Psychological causal factors in depression:
1. Stressful life events: Psychological stressors are known to be involved in the onset of a variety of disorders, ranging from some of the anxiety disorders to schizophrenia, but nowhere has their role been more carefully studied than in the case of unipolar major depression. Many studies have shown that severely stressful life events often serve as precipitating factors for depression. Most of the episodic stressful life events involved in precipitating depression involve loss of a loved one, serious threats to important close relationships or to one’s occupation, or severe economic or serious health problems. For example, separations through death or divorce are strongly associated with depression, although such losses also tend to precede other disorders such as panic disorder and generalized anxiety. Losses that involve an element of humiliation can be especially potent.
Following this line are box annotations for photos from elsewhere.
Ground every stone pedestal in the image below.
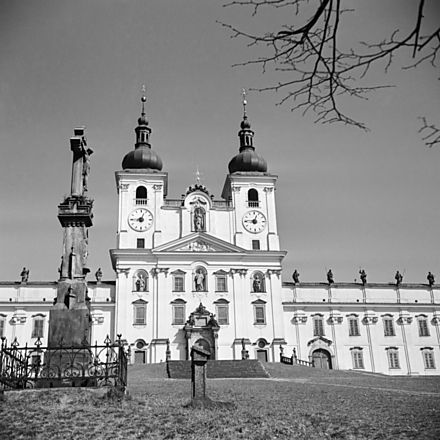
[48,280,92,347]
[191,345,210,401]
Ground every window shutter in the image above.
[134,305,147,325]
[217,305,229,325]
[419,319,429,336]
[314,318,324,336]
[349,318,360,336]
[31,319,44,338]
[255,306,266,324]
[173,305,185,325]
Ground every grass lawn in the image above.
[0,364,440,440]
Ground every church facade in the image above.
[0,98,440,375]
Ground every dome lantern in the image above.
[228,89,267,174]
[122,86,163,171]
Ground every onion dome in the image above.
[229,90,267,174]
[122,96,163,171]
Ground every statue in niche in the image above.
[292,269,299,284]
[208,313,219,327]
[359,269,367,285]
[95,268,102,283]
[58,255,64,278]
[327,269,335,284]
[20,267,29,283]
[82,149,91,194]
[194,269,205,292]
[252,275,261,292]
[136,273,147,292]
[193,206,205,232]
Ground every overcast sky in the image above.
[0,0,440,282]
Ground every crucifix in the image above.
[70,127,93,196]
[141,84,147,114]
[241,89,247,116]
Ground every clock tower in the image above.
[222,91,280,251]
[116,96,168,249]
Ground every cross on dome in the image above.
[194,165,203,185]
[241,89,247,118]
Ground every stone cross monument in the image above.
[48,127,93,347]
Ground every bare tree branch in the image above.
[419,117,440,148]
[221,0,440,138]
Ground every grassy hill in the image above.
[0,364,440,440]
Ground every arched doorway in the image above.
[194,339,214,359]
[312,348,332,370]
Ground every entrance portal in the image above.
[257,350,267,362]
[312,348,332,370]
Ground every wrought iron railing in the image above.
[280,354,315,367]
[0,335,128,389]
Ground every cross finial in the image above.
[141,84,147,114]
[194,165,203,185]
[241,89,247,117]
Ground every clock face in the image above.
[128,208,153,232]
[243,211,266,234]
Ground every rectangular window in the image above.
[348,318,361,336]
[388,350,400,369]
[254,304,266,324]
[383,318,396,336]
[173,304,185,325]
[31,319,44,338]
[173,275,185,292]
[216,304,229,325]
[31,354,42,366]
[423,350,435,369]
[313,318,324,336]
[351,350,364,370]
[419,319,429,336]
[215,275,228,292]
[134,304,147,325]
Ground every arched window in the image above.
[312,313,325,336]
[31,313,46,338]
[385,347,400,370]
[214,299,229,325]
[171,299,186,325]
[251,271,266,293]
[252,299,266,325]
[350,347,365,370]
[248,188,260,208]
[132,299,148,325]
[133,270,148,292]
[136,186,147,205]
[420,347,435,369]
[416,315,430,336]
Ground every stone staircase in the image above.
[167,360,270,379]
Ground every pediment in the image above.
[153,232,246,253]
[307,336,332,347]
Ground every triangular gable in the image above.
[153,232,246,253]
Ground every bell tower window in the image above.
[136,186,148,205]
[248,188,260,208]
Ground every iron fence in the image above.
[0,335,128,389]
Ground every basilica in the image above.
[0,97,440,375]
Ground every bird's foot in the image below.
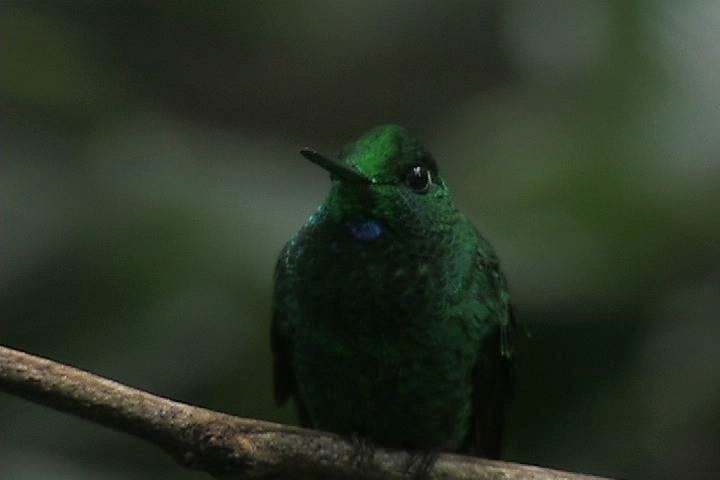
[350,434,375,470]
[404,451,439,480]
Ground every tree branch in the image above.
[0,346,601,480]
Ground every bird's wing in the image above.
[466,252,518,458]
[270,246,310,426]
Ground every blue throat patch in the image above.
[346,220,384,242]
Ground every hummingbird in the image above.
[270,125,517,458]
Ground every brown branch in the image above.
[0,346,612,480]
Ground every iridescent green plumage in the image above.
[272,125,513,457]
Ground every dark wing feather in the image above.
[270,247,311,427]
[465,257,518,458]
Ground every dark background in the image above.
[0,0,720,480]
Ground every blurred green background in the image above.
[0,0,720,480]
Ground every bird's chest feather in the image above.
[286,227,483,443]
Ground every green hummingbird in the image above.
[271,125,515,458]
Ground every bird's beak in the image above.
[300,148,370,183]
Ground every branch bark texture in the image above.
[0,346,602,480]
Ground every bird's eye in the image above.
[405,165,432,193]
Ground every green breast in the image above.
[287,212,490,449]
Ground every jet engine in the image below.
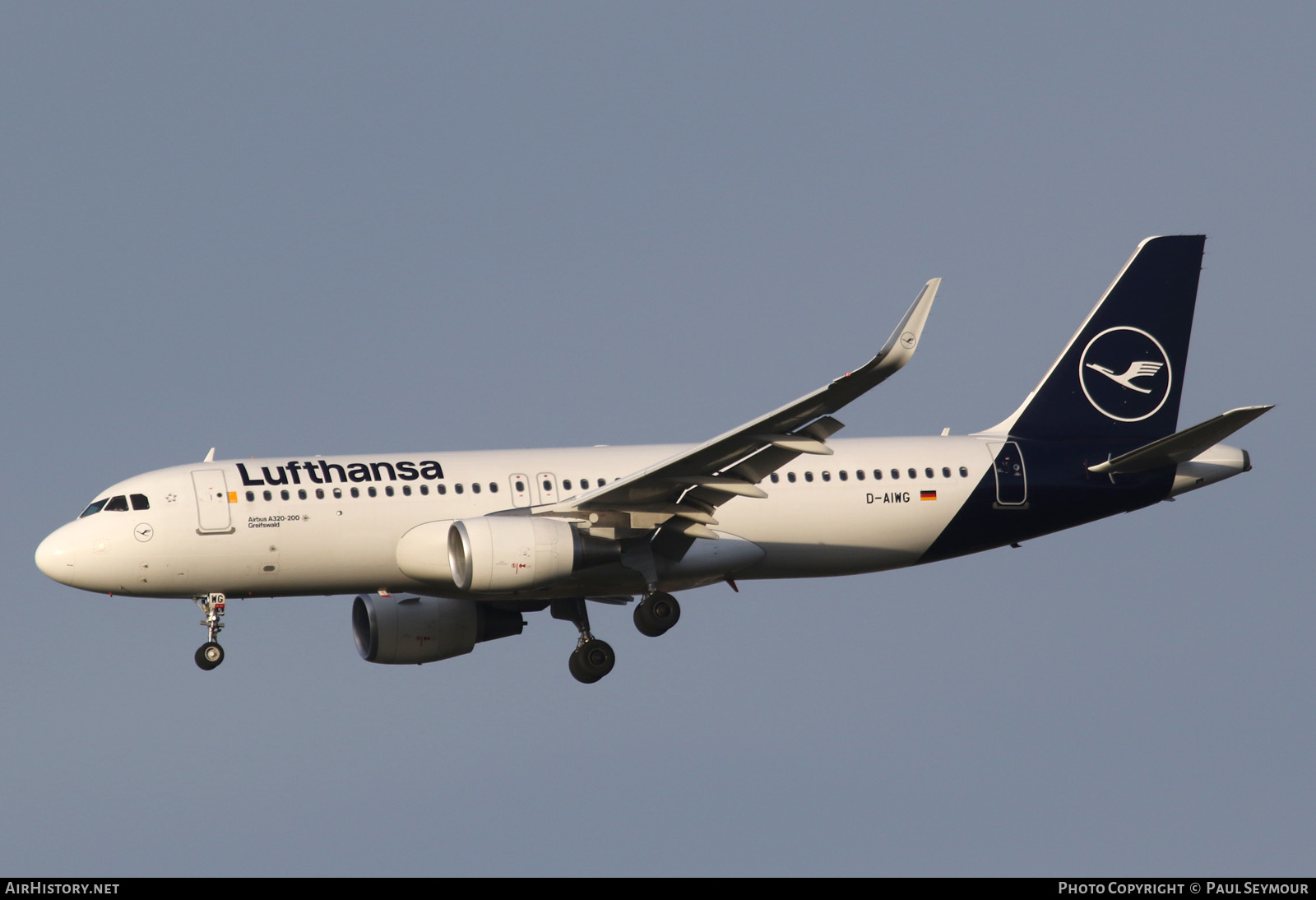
[447,516,621,593]
[351,595,525,665]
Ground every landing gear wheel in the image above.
[193,641,224,672]
[634,592,680,637]
[568,638,617,684]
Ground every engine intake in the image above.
[351,595,525,665]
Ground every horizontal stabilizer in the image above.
[1087,406,1274,475]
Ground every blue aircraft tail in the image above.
[1003,234,1207,441]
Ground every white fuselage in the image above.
[37,437,994,597]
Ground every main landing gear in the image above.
[636,591,680,637]
[192,593,224,672]
[553,597,617,684]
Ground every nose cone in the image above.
[37,525,74,586]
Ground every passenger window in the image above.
[77,498,109,518]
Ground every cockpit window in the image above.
[77,498,109,518]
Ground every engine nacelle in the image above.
[447,516,621,593]
[397,518,452,586]
[351,595,525,665]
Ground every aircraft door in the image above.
[535,472,558,503]
[507,472,531,507]
[192,468,233,534]
[987,441,1028,507]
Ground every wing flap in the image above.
[537,277,941,523]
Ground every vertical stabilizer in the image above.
[1003,234,1207,441]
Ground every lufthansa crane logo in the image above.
[1077,325,1174,422]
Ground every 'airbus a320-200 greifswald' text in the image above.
[37,235,1270,683]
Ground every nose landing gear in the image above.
[551,597,617,684]
[192,593,224,672]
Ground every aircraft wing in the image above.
[537,277,941,538]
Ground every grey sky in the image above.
[0,2,1316,875]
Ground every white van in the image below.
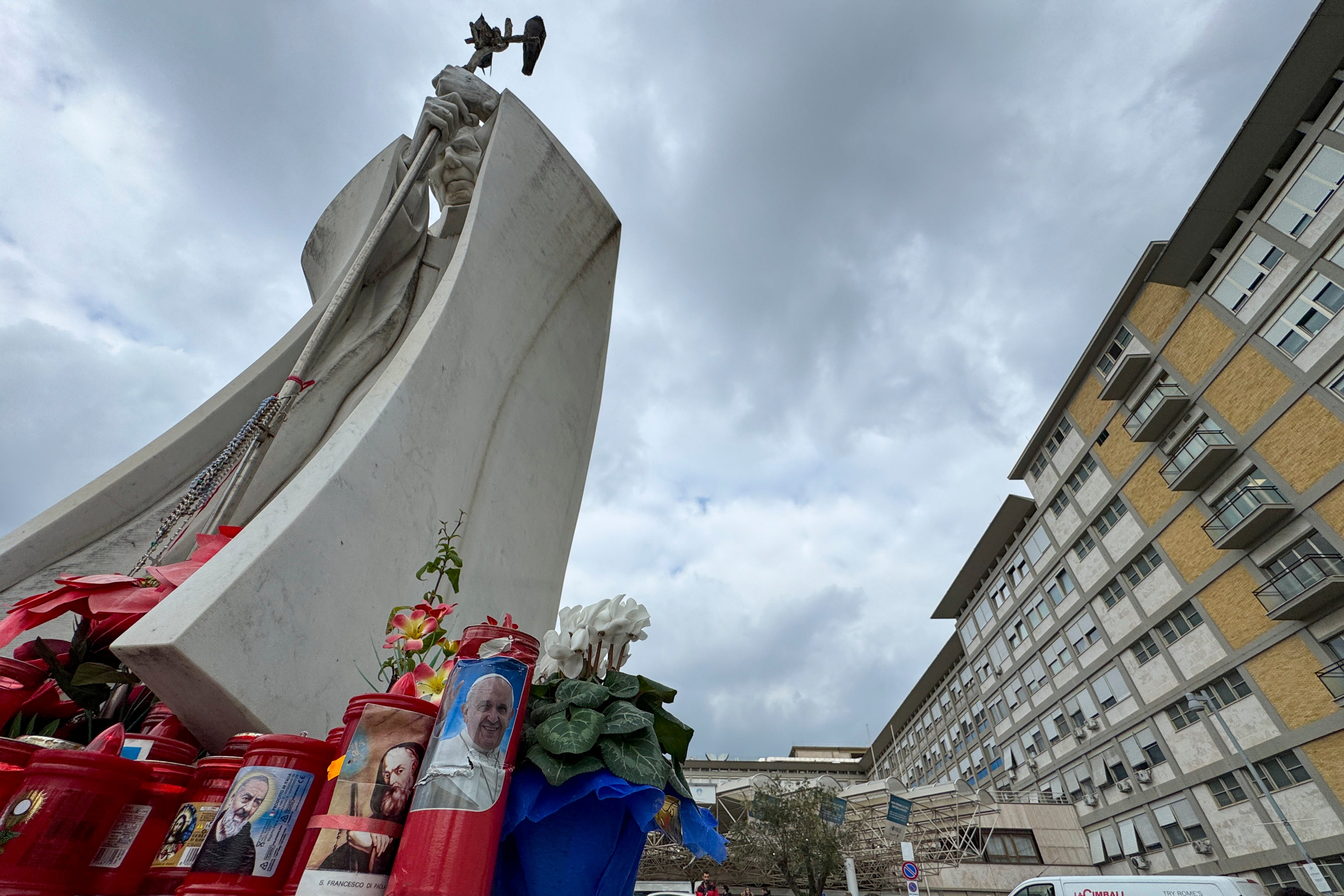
[1011,875,1267,896]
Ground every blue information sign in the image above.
[887,797,914,825]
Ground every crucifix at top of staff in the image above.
[130,16,546,575]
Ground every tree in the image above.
[728,779,856,896]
The stress of being the caregiver to a spouse with a debilitating disease such as Alzheimer’s is also known to be associated with the onset of both major depression and generalized anxiety disorder in the caregiver. An important distinction has been made between stressful life events that are independent of the person’s behavior and personality (independent life events, such as losing a job because one’s company is shutting down or having one’s house hit by a hurricane) and events that may have been at least partly generated by the depressed person’s behavior or personality (dependent life events). For example, people with depression sometimes generate stressful life events through their poor interpersonal problem solving (such as being unable to resolve conflicts with a spouse), which is often associated with depression. The poor problem solving in turn leads to higher levels of interpersonal stress, which in turn leads to further symptoms of depression.
2. Behavioral theories: In the 1970s and 1980s, several theorists in the behavioral tradition developed behavioral theories of depression, proposing that people become depressed either when their responses no longer produce positive reinforcement or when their rate of negative reinforcements increases. Such theories are consistent with research showing that people with depression do indeed receive fewer positive verbal and social reinforcements from their families and friends than do people who are not depressed and also experience more negative events. Moreover, they have lower activity levels, and their moods seem to vary with both their positive and their negative reinforcement rates. Nevertheless, although such findings are consistent with behavioral theories, they do not show that depression is caused by these factors. Instead, it may be that some of the primary symptoms of depression, such as pessimism and low levels of energy, cause the person with depression to experience these lower rates of reinforcement, which in turn may help maintain the depression. For this and other reasons, behavioral theories of the causes of depression are no longer very influential.